Among large, integrated oil and gas producers, the stock market action is much more subdued because of production issues—declining barrels of oil due to field depletion. Dividend yields are fat, but top- and bottom-line growth is becoming a real issue in the face of declining production numbers. The action for risk-capital traders is definitely in the burgeoning junior producers.


But like all hot stocks in resources, the action revolves almost 100% around the spot price. This is especially the case with precious metals, where even the most exciting growth stories won’t experience a rising share price if spot prices of the underlying commodity are subdued. This is a built-in investment risk with all resource stocks, and it is a disincentive for betting on companies as opposed to the spot price itself.

The price of oil is holding up exceedingly well, considering the tapered geopolitical tensions regarding Syria. Whatever the reasons why prices are nudging $110.00 for West Texas Intermediate (WTI), financial metrics become a lot rosier for junior producers as benchmark prices rise.

Illustrating the kind of growth available from the Bakken region, Kodiak Oil & Gas Corp. (KOG) is producing from the Williston Basin in North Dakota and Montana, as well as the Green River Basin in Wyoming and Colorado.
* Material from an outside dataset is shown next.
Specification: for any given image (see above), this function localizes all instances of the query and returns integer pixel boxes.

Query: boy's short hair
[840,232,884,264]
According to the company, in its second quarter (ended June 30, 2013), oil and gas sales were $173.5 million. This is way up from sales of $85.8 million in the comparable quarter last year.

The company said it sold 2.1 million barrels of oil equivalent (MMBOE) in the second quarter of 2013 for a gain of 103% comparatively. Crude oil revenues accounted for about 94% of total sales.

Adjusted earnings before interest, taxes, depreciation, and amortization (EBITDA) were $131.1 million, compared to $67.7 million last year. Net cash provided by operating activities during the second quarter of 2013 was $118.3 million, for a year-over-year gain of 165%.

But there are no free passes when it comes to genuine economic growth. Kodiak isn’t as pricey as other Bakken oil plays, but it’s still expensive. And institutional investors are all over the position, which means that any earnings misses are going to result in a mass exodus.

Kodiak is now a $3.0-billion company. In July of this year, it was a $2.0-billion company.

For the investment risk, a little exposure to the domestic oil and gas boom is worthwhile. Just remember that everything follows spot prices. Right now, the upward trend for these burgeoning energy companies is intact, but investors still need to keep an eye on the underlying commodity.